The three-year anniversary of the Pulse mass shooting this past week served as a stark reminder: Persistence cannot take a break. Just a few miles from the site where 49 people lost their lives at the LGBTQ+ nightclub, and in the same week as the memorial tributes flowed, the Revival Baptist Church of Orlando was preparing a three-day “Make America Straight Again” event this weekend. Pastor Patrick Boyle told The Orlando Sentinel, “This isn’t a normal lifestyle and we are adamantly opposed to that.” He went on to say that the church wasn’t looking to “pick a fight,” which is exactly the message of such an event. It is essentially a cruel lashing out at the LGBTQ+ community during a week of reflection with many members of the city still mourning.
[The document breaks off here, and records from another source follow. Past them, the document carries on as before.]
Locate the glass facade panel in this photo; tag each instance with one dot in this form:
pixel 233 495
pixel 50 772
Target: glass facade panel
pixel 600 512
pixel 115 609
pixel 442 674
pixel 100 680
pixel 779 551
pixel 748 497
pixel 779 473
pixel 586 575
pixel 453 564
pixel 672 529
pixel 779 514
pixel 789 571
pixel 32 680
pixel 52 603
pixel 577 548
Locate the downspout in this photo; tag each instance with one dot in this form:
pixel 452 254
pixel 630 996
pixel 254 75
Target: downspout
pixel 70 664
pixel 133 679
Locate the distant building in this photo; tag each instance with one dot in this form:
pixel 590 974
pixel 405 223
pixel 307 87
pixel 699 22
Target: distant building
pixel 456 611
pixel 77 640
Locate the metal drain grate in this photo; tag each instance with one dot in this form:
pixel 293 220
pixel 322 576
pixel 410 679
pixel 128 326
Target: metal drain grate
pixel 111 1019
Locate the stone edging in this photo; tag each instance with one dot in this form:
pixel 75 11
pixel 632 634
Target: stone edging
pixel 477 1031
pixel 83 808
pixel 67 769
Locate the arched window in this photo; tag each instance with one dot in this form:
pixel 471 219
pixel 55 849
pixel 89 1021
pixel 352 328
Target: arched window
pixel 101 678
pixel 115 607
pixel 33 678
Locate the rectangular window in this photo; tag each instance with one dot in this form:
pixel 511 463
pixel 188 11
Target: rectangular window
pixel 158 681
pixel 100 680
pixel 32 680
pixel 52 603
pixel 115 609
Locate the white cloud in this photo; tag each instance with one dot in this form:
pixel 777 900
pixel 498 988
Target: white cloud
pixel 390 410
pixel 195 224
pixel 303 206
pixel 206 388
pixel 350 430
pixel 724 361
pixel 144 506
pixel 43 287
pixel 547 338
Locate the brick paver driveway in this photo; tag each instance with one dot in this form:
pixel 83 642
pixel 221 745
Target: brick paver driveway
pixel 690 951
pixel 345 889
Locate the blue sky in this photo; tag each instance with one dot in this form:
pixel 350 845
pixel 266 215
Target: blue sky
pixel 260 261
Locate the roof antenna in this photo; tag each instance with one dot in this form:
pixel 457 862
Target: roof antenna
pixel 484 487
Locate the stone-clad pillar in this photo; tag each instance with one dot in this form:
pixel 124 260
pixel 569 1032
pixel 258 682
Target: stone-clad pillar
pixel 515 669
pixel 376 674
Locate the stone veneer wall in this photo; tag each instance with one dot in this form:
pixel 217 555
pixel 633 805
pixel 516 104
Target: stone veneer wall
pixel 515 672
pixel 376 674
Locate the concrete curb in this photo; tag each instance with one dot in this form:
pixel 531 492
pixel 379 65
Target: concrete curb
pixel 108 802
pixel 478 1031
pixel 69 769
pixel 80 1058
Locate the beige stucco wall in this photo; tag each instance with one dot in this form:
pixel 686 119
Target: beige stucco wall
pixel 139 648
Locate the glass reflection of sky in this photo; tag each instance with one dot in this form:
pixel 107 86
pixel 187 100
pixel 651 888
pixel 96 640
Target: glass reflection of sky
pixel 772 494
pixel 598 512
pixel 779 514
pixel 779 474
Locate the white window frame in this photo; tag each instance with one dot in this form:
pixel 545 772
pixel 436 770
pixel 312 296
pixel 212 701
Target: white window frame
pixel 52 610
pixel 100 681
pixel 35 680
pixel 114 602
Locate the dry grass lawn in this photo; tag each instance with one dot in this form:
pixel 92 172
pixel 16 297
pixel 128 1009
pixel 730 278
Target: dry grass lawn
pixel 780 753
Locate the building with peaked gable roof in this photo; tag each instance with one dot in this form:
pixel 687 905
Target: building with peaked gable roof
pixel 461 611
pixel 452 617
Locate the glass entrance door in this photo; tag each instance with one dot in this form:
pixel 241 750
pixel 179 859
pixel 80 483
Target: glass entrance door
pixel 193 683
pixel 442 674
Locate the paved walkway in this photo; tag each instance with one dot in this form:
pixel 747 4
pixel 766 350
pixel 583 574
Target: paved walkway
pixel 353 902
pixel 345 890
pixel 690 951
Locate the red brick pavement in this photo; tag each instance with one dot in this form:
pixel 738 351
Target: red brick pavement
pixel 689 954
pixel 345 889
 Resistance is strong, though, as noted in the response to Boyle’s event: 

·      The Lake County Sheriff’s Office denied a request from Boyle to hire off-duty deputies to work security at the church event. In a statement, the Sheriff's spokesperson said, "First, it appears as though the organization disparages homosexuals and will be targeting them during the group's conference this week. … Furthermore, the fact that the timing of this conference coincides with the three-year anniversary of the Pulse nightclub shooting in nearby Orlando did not go unnoticed by our staff. We felt as though the timing of the conference is in poor taste and we chose not to allow the group to hire our deputies.”
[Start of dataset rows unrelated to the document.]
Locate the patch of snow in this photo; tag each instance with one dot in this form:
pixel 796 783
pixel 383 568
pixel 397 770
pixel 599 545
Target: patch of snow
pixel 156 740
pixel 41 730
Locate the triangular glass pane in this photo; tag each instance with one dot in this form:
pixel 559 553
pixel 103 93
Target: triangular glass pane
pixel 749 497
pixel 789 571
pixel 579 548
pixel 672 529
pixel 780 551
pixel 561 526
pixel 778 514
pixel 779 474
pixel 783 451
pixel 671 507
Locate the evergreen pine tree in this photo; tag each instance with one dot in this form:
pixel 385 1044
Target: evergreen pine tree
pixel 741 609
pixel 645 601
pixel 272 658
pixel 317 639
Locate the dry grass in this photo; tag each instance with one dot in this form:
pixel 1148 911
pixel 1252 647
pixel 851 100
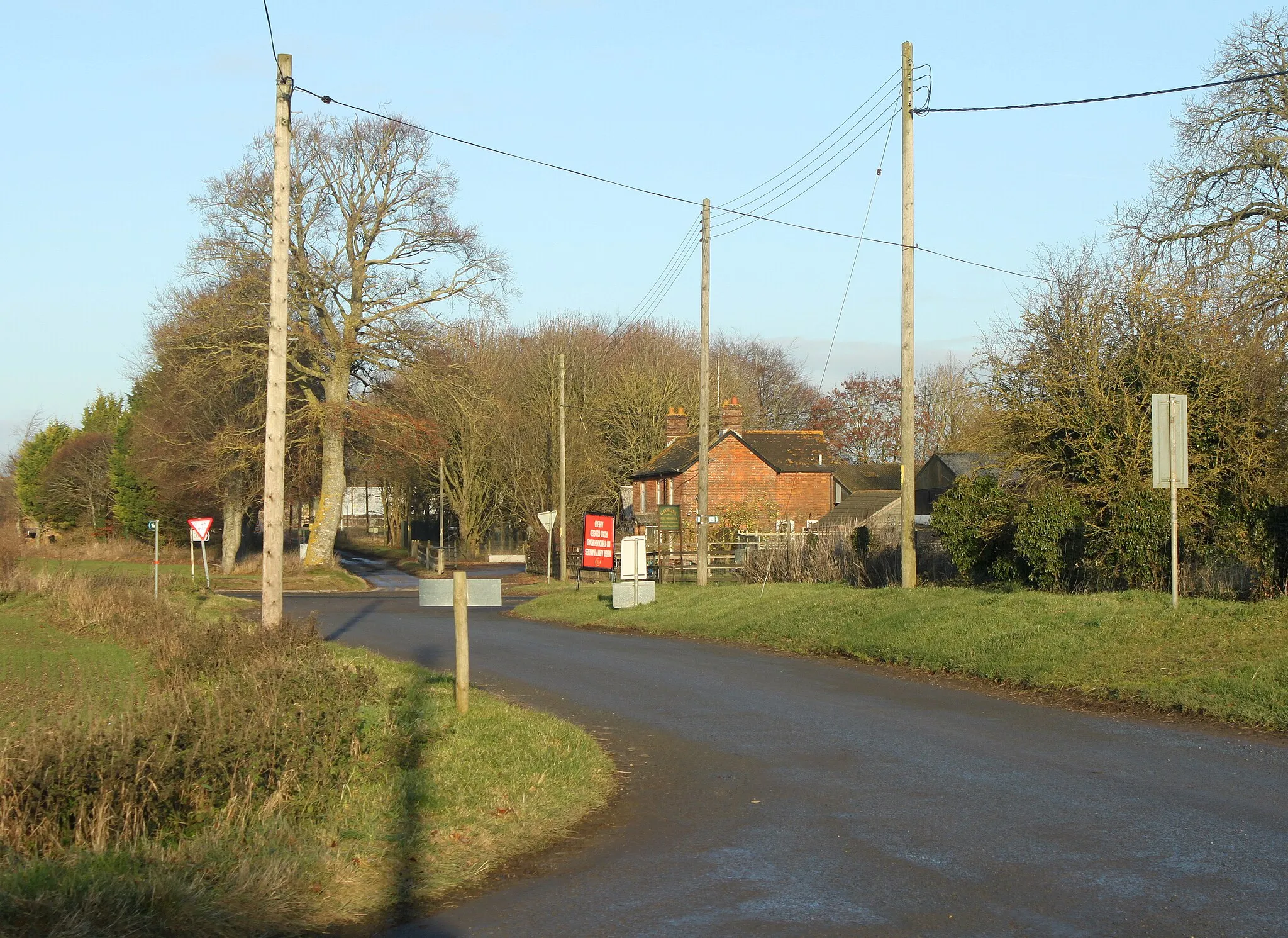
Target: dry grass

·      A Facebook notice of a protest planned against the event has dozens of people confirming their plans to stand outside the church “in a firm (yet loving) opposition to blatant discrimination and intolerance.”

 "We need to send a message out that in this city — of all times, of all cities, of all time periods — we need to put a message out that love is greater and love is better," C.K. Blackwood, who is organizing a protest, told TV stations in Orlando.

The pushback by local officials and the resilience of LGBTQ+ people and allies illustrates how the compassionate response to the Pulse mass shooting lives on in the community.  It takes work to sustain the love, but, as our efforts at VideoOut reveal every day, it’s worth it.